Oedipina maritima
- Conservation status: Critically Endangered (IUCN 3.1)

Scientific classification
- Kingdom: Animalia
- Phylum: Chordata
- Class: Amphibia
- Order: Urodela
- Family: Plethodontidae
- Genus: Oedipina
- Species: O. maritima
- Binomial name: Oedipina maritima García-París and Wake, 2000

= Oedipina maritima =

- Authority: García-París and Wake, 2000
- Conservation status: CR

Species of amphibian

Oedipina maritima, commonly known as the maritime worm salamander, is a species of salamander in the family Plethodontidae. It is endemic to Isla Escudo de Veraguas, Panama.

==Description==
Oedipina maritima is a small salamander species: males grow to a snout–vent length (SVL) of 40–46 mm and females to 35–44 mm.
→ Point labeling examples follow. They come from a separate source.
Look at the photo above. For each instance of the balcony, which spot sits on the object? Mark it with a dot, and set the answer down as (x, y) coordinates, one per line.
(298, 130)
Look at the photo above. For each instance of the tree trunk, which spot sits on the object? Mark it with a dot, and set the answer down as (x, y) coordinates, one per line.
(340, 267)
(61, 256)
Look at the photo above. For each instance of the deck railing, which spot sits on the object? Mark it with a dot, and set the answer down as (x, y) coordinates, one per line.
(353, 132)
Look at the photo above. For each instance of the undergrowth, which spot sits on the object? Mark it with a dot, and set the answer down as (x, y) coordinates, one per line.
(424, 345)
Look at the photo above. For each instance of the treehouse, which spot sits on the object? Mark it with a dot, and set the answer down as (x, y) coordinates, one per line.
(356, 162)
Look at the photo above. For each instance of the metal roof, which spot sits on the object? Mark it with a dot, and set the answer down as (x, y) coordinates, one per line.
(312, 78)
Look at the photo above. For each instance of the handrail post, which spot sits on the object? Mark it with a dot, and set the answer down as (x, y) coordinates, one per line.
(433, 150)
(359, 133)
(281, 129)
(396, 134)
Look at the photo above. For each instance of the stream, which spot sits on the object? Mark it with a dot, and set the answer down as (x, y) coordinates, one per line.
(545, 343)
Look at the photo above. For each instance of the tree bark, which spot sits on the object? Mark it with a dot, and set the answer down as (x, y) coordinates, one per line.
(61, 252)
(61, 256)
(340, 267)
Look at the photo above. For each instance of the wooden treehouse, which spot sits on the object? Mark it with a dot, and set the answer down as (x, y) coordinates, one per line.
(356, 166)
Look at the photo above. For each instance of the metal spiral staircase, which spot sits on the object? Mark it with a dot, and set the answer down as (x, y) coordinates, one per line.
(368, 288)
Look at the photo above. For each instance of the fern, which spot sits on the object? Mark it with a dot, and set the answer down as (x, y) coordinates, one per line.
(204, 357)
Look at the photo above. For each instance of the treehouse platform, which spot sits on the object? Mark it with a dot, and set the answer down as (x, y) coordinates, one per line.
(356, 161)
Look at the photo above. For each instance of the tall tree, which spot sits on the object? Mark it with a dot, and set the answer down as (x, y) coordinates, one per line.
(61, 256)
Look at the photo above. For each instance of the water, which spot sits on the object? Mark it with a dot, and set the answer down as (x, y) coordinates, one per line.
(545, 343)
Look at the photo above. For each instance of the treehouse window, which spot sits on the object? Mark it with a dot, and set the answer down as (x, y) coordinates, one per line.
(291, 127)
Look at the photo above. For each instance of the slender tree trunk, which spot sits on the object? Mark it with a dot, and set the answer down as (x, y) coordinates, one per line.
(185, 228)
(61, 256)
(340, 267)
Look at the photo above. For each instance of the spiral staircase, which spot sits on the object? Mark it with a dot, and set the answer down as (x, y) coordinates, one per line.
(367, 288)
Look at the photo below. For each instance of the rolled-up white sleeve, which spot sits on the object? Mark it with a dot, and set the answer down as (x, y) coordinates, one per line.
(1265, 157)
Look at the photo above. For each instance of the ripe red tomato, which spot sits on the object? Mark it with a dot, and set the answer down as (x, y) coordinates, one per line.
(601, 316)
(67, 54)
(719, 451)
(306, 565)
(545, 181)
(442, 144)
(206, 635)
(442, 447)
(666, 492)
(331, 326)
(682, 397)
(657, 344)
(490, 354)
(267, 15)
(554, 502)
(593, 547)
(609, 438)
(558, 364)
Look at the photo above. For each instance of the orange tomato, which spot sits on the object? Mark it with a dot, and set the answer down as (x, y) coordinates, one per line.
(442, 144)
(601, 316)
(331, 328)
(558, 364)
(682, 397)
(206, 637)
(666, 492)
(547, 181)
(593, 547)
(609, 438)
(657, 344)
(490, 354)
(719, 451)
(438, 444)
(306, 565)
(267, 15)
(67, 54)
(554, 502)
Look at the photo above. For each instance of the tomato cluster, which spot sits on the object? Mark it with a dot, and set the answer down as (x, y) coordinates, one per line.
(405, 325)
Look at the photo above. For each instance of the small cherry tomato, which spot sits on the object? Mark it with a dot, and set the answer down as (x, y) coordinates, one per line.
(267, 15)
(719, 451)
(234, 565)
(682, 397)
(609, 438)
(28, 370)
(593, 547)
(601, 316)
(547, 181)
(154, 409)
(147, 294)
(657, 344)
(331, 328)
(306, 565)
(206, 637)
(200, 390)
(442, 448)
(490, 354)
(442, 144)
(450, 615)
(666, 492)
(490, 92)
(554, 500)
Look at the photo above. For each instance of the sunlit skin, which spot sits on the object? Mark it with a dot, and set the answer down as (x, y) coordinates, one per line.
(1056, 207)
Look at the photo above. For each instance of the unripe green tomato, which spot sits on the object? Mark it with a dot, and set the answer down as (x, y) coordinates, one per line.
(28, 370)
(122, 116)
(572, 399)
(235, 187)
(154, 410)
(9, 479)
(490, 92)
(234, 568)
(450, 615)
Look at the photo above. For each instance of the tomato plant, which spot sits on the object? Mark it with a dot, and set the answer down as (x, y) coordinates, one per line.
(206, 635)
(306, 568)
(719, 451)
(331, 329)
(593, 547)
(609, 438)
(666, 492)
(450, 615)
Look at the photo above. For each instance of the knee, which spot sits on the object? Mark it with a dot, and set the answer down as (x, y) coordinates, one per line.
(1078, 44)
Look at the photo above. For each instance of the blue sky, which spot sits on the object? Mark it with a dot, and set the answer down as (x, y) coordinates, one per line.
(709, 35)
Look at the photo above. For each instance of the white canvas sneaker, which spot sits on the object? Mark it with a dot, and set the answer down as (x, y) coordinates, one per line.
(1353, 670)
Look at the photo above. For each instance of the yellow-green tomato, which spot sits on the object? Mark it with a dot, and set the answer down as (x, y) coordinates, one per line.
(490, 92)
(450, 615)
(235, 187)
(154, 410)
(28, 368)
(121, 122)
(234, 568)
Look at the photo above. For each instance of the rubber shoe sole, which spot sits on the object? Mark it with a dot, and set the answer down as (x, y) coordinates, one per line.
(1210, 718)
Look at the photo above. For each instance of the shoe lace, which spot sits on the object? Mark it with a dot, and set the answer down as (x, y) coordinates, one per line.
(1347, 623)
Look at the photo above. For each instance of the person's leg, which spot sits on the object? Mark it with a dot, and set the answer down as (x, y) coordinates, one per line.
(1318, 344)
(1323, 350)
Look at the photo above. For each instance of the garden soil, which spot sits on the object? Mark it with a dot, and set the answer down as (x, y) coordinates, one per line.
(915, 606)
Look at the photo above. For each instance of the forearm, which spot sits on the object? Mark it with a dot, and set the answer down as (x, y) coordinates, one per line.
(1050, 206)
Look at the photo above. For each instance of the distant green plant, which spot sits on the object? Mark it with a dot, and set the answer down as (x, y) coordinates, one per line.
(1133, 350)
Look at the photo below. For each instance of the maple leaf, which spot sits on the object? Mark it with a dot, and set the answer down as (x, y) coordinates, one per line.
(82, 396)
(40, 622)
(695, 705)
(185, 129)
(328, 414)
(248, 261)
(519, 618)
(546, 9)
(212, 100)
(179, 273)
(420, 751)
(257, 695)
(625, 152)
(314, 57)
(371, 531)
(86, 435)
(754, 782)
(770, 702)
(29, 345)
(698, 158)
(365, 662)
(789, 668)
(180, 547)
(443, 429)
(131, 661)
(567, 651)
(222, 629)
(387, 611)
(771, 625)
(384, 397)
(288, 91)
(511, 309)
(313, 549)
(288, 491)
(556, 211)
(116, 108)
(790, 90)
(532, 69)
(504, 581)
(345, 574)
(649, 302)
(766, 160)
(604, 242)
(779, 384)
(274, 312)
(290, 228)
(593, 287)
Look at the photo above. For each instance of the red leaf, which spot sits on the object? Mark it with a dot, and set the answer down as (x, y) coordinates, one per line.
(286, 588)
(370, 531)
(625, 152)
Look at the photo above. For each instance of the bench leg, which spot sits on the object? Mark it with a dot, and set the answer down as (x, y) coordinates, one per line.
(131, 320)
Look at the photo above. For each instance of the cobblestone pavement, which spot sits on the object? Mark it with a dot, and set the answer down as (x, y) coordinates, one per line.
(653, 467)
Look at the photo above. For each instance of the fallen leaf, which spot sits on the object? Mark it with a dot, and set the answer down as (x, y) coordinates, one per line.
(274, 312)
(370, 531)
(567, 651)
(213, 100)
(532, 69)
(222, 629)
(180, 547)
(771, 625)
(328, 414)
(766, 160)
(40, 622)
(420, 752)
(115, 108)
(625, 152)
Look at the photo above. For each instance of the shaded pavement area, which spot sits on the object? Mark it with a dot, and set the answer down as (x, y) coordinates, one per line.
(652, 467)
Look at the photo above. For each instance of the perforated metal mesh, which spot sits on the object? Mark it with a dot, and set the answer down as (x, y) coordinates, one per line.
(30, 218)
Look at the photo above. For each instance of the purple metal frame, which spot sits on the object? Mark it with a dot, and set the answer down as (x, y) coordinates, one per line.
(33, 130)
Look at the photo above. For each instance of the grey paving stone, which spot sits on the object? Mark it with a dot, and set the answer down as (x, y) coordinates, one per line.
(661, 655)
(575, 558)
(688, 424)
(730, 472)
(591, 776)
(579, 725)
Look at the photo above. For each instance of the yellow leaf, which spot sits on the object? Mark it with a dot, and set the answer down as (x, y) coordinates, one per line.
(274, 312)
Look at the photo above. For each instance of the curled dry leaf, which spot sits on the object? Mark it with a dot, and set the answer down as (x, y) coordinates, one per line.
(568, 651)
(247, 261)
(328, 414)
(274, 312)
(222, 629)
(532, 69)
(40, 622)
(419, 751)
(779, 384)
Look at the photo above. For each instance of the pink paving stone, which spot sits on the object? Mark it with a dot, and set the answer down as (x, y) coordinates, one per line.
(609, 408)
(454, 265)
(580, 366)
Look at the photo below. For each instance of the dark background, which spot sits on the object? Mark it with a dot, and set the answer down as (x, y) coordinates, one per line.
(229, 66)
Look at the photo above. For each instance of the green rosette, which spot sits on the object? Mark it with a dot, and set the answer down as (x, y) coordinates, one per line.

The head is small and narrow, and the body is slender, with tail longer than SVL.

The clutch size is about six eggs. They have direct development: eggs hatch into juveniles that measure about 12 mm in total length, still retaining their gills.

==Range and habitat==
This species is known only from Isla Escudo de Veraguas in Bocas del Toro Province, Panama. If it is restricted to this island (there is a juvenile specimen from the mainland that may belong to this species), it is the only tropical salamander that is endemic to an island. It is found close to sea level in humid lowland forest and mangrove forest. The type series was found in decaying fronds and associated moist litter near a fallen palm in a coconut palm grove.

It is threatened by habitat loss (forest clearance).